# Foster time......



## Maggies mom (Jan 6, 2006)

Good luck Rob.... Well be waiting for pictures....


----------



## GoldenJoyx'stwo (Feb 25, 2007)

Have a safe trip Rob! Can't wait to hear how it goes!!! 

I'd like to foster, but DH is having a hard time wrapping his mind around it. He doesn't want to give the dogs up. My niece would be in a tizzy, too. She likes us to dog-sit Bailey.


----------



## gold'nchocolate (May 31, 2005)

Good luck, Rob. I hope everyone gets along O.K. 
Is this dog on the G.R.A.P.E site?


----------



## AquaClaraCanines (Mar 5, 2006)

That's wonderful Rob!!!!


----------



## Rob's GRs (Feb 25, 2007)

gold'nchocolate said:


> Is this dog on the G.R.A.P.E site?


 
Not yet..... It will probably be a couple of days until I can take some pictures and write something up to have put up on the site and Petfinder listing.


----------



## Jazz's Mom (Feb 26, 2007)

Good luck! Can't wait to see the pictures.


----------



## Brandy's Mom (Oct 5, 2005)

I'm envious Rob. I'd be a bit nervous too but I'd love to foster someday.


----------



## Karen519 (Aug 21, 2006)

*Rob*

Rob:

You Rock!! 

I am so jealous-there's nothing I want more than a third dog or even to foster!!
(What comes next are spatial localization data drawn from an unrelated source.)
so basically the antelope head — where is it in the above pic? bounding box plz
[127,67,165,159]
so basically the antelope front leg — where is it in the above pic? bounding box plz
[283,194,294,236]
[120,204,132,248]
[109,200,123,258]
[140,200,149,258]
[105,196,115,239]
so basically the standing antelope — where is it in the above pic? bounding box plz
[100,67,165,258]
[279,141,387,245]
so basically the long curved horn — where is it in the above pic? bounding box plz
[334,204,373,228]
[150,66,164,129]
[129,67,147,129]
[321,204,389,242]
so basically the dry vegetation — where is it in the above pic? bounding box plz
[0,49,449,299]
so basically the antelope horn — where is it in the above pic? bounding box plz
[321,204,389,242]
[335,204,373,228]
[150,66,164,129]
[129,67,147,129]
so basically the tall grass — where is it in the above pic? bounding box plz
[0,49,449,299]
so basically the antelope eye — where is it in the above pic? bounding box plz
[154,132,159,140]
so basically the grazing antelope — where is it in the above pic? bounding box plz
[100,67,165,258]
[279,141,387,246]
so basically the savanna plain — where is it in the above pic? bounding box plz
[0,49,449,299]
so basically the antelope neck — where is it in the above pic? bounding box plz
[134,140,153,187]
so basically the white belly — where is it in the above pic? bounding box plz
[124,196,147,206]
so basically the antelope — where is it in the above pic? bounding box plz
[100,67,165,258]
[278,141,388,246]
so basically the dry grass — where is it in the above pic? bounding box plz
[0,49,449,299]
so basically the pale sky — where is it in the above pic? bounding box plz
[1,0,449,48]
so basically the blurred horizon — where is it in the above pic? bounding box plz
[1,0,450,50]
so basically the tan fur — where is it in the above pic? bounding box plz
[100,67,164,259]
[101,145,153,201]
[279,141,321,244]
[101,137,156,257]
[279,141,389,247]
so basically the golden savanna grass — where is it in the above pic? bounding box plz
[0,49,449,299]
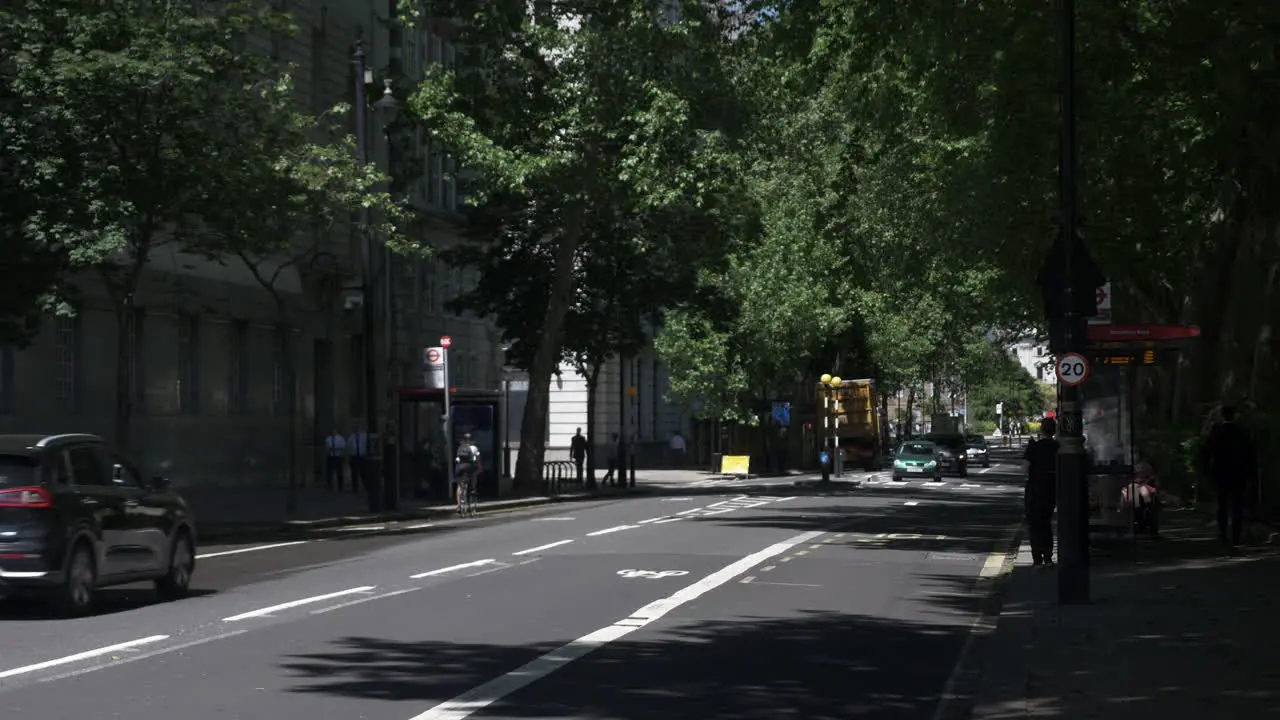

Please give us a report on your new foster boy!!!!

What's his name!!


----------



## Old Gold Mum2001 (Feb 25, 2007)

That's awesome Rob. You'll love it  
Safe roadtrip!!!


----------



## BeauShel (May 20, 2007)

Good luck Rob. Cant wait to see pictures of the cutie.


----------



## Angel_Kody (Feb 27, 2007)

Good for you Rob! Good luck and keep us posted!


----------